# Storage for Carving Gouges



## xy mosian (5 Feb 2013)

Hi all,
I am an occasional carver. The usual problems of course, would always like to have done more and never sem to get round to it.
I am suprised at the number of gouges I have and would like to improve their storage. Have any of you any ideas that fall somewhere between tool rolls and a purpose built cabinet? I need storage which is sometimes portable, and therefore not too heavy, but stable in use if floor standing.
xy


----------



## Lons (5 Feb 2013)

Hi XY

I have a "knocked together" cabinet with drawers that despite good intentions has never been replaced with something more befitting a woodworker  

I would make a series of trays, perhaps made to fit into a plastic toolbox but could be put later into a timber box.
Not difficult or too time consuming to make and will last a lifetime. If you wanted to be really "posh" you could incorporate ply or perspex sliding lids to keep the dust out.

Or........ do what I did and keep it hidden :lol: (There are pics of mine on a previous thread somewhere).

cheers

Bob

edit - maybe use one of those crate type plastic boxes with a lid as outer container?


----------



## xy mosian (5 Feb 2013)

Hi Bob, 
Strange you should mention trays. I have been thinking about a box with lift-out trays, stuck at what to grab to lift with at the moment. Your suggestion of a plastic box would take some of the weight off, and leave me with some wood for other work. Nice one!
xy


----------



## Jacob (5 Feb 2013)

I've made chisel stands. Basically a length of off-cut 3x2" or similar, with a row of holes close together big enough for the handles. Each stand holds about 6 or so, standing vertically and they can either sit on the bench in use, or be stacked side by side in a cupboard. I can pull each 'stand' from the cupboard like a drawer.


----------



## Lons (5 Feb 2013)

If you make too many trays. you'll soon becoume a gouge collector - beware :wink: :lol: 

Bob


----------



## xy mosian (5 Feb 2013)

Hi Jacob, I like the idea of that, I must look for an old cupboard.
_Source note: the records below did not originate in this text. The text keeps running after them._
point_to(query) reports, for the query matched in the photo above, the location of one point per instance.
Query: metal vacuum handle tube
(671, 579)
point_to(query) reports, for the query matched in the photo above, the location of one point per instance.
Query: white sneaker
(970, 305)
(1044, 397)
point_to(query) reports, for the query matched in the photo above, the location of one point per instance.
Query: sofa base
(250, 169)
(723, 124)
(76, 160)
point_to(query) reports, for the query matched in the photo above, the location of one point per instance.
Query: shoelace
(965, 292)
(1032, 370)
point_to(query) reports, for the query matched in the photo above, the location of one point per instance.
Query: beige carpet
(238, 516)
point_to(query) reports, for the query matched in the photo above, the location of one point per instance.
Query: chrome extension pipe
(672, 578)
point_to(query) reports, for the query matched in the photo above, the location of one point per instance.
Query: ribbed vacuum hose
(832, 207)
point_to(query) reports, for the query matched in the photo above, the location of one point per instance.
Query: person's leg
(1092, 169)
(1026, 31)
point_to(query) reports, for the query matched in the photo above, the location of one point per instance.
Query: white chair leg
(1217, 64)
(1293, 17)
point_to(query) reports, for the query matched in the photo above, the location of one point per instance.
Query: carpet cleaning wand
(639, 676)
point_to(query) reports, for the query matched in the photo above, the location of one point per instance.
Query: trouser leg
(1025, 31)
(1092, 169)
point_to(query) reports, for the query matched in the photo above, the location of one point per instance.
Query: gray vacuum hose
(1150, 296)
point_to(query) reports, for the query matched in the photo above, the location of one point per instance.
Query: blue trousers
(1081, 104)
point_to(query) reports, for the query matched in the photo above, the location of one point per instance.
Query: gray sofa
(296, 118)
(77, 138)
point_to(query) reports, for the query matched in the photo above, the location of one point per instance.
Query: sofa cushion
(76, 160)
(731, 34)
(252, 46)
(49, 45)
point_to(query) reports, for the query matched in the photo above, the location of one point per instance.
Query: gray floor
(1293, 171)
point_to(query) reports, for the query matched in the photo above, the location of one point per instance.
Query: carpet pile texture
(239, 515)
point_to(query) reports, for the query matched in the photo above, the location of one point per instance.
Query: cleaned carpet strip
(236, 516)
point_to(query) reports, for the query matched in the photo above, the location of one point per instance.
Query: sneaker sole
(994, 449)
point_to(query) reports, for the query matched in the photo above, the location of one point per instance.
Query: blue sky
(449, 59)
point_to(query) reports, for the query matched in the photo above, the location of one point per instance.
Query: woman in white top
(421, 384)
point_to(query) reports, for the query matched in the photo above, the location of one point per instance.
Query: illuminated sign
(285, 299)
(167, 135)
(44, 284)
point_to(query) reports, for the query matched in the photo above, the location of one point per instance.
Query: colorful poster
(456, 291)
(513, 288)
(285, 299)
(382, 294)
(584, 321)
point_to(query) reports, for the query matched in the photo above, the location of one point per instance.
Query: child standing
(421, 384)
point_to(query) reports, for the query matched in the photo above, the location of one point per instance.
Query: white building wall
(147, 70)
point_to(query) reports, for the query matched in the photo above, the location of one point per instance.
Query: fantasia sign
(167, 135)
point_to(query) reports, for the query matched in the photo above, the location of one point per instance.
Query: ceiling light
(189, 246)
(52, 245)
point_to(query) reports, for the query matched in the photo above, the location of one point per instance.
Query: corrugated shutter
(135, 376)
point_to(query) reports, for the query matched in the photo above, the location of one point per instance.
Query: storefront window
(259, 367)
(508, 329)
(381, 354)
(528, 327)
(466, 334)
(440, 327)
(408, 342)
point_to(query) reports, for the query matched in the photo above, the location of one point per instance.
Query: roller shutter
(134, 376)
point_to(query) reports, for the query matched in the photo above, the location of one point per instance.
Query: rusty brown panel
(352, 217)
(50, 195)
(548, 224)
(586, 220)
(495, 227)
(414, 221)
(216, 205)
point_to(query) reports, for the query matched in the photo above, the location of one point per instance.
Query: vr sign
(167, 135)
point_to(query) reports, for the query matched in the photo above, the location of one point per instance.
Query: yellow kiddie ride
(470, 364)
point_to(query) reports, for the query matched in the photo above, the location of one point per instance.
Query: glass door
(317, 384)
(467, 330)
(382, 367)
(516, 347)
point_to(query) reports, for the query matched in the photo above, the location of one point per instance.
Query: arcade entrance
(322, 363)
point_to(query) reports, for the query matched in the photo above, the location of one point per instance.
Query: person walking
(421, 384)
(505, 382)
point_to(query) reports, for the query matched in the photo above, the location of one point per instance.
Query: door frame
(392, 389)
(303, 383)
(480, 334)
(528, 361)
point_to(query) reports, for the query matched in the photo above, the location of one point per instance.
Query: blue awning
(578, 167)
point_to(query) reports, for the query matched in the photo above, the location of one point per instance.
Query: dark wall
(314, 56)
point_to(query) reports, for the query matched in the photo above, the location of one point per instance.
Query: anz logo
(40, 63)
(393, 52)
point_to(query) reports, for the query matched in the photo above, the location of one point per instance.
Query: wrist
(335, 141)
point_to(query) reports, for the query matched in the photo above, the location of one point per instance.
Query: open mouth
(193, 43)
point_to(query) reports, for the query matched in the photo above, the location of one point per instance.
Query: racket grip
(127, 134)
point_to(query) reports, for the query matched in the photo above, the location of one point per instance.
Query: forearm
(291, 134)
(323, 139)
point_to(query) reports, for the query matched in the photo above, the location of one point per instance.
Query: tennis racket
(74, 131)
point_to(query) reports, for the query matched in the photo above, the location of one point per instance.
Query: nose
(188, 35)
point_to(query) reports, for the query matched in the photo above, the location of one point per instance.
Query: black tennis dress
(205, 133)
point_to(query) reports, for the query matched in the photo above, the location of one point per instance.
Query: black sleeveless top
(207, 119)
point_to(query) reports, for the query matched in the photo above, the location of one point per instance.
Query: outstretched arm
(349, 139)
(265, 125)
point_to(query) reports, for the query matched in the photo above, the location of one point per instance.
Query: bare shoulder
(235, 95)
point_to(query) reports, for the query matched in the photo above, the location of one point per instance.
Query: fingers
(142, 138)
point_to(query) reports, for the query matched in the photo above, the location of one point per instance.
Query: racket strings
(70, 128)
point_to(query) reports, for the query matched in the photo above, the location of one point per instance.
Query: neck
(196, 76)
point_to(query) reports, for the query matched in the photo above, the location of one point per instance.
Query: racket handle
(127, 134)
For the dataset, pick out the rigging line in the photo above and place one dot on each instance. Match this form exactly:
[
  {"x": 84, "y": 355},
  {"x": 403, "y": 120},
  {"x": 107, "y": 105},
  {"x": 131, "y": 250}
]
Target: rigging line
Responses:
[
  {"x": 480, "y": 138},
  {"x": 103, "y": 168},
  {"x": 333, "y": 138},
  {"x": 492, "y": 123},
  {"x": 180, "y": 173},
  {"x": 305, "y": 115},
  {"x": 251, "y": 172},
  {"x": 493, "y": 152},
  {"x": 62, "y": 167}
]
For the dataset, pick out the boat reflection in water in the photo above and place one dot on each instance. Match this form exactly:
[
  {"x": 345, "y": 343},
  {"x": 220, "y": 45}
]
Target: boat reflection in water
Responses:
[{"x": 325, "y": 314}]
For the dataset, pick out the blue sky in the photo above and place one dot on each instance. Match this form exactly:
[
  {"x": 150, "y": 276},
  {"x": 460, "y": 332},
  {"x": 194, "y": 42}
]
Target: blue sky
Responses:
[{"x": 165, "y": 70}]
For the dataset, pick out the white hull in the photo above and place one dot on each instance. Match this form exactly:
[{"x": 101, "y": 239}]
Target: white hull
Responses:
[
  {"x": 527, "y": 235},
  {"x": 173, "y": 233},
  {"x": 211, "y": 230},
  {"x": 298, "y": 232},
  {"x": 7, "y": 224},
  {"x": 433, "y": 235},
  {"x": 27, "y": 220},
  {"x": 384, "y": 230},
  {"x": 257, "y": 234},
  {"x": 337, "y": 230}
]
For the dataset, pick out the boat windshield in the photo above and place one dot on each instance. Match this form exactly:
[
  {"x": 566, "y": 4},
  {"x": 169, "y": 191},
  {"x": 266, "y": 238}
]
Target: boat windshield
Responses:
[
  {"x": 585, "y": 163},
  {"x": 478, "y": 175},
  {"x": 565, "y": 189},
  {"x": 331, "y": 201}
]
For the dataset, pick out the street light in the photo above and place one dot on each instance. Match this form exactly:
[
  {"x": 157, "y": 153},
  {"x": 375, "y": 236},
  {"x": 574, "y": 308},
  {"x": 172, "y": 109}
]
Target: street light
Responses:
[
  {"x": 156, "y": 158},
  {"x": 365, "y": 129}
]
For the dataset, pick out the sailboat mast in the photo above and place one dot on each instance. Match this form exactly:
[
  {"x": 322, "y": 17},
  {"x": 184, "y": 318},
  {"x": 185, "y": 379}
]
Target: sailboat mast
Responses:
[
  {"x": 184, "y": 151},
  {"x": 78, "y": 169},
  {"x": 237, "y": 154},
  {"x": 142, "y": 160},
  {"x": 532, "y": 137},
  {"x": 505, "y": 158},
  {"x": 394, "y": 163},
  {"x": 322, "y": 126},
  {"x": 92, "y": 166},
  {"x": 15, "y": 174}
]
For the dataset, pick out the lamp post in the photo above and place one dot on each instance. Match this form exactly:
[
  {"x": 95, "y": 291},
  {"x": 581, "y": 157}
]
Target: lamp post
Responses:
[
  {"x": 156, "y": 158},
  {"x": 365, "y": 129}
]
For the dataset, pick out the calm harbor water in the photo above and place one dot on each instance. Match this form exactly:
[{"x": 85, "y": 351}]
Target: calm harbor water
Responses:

Bob, I gathered my gouges together today, for a bit of a sorting. Didn't think I had that number. Last week I downloaded the Asley Iles catalogue, that is frightening. The range, sweep, size and style is absolutely staggering. I'm quaking just thinking of them all. No I don't assume I will need all variants but it would be an easy trap to fall into.

Thanks both, xy


----------



## Lons (5 Feb 2013)

xy mosian":3qq8ndsp said:


> Hi Jacob, I like the idea of that, I must look for an old cupboard.
> 
> Bob, I gathered my gouges together today, for a bit of a sorting. Didn't think I had that number. Last week I downloaded the Asley Iles catalogue, that is frightening. The range, sweep, size and style is absolutely staggering. I'm quaking just thinking of them all. No I don't assume I will need all variants but it would be an easy trap to fall into.
> 
> Thanks both, xy




I have absolutely loads, daren't count them :lol: yet I do most of my carving with only 5 or 6 favourites. I've got some Ashley Isles and they are nice but my absolute favourites are Pfeil, especially a couple of fishtails. All down to personal choice, like everything else.

Bob


----------



## xy mosian (6 Feb 2013)

Lons":2xm7gh62 said:


> I have absolutely loads, daren't count them :lol: yet I do most of my carving with only 5 or 6 favourites. I've got some Ashley Isles and they are nice but my absolute favourites are Pfeil, especially a couple of fishtails. All down to personal choice, like everything else.
> 
> Bob



I keep hearing about folk being impressed with Pfeil gouges, I must keep an eye open for one or two. I could of course find a reason for buying 'another gouge'. I believe Classic Hand Tools stock them.
Most of mine are Ashley Iles. In my limited experience I find them suitable. I made my choice by being able to handle them at the Northern Woodworker Show, and meeting Mr. Iles. A few of them were un-handled 'seconds' from their stand. There is no way I am going to use a new gouge completely, these slightly shorter ones are just fine, and slightly less costly.
As for favourites, I don't think I've done enough carving to get favourites just yet. Although I always seem to have the hooked skew chisel/gouge to hand.

xy


----------



## Lons (6 Feb 2013)

> I made my choice by being able to handle them at the Northern Woodworker Show, and meeting Mr. Iles. A few of them were un-handled 'seconds' from their stand



:lol: That's the problem with shows. I looked hard at those as well and was sorely tempted at the show as they seemed decent quality. 
You won't regret the purchase and they'll last you a lifetime.

Bob


----------



## xy mosian (7 Feb 2013)

Lons":3twmhg39 said:


> > I made my choice by being able to handle them at the Northern Woodworker Show, and meeting Mr. Iles. A few of them were un-handled 'seconds' from their stand
> 
> 
> 
> ...



Don't I know it  

xy


----------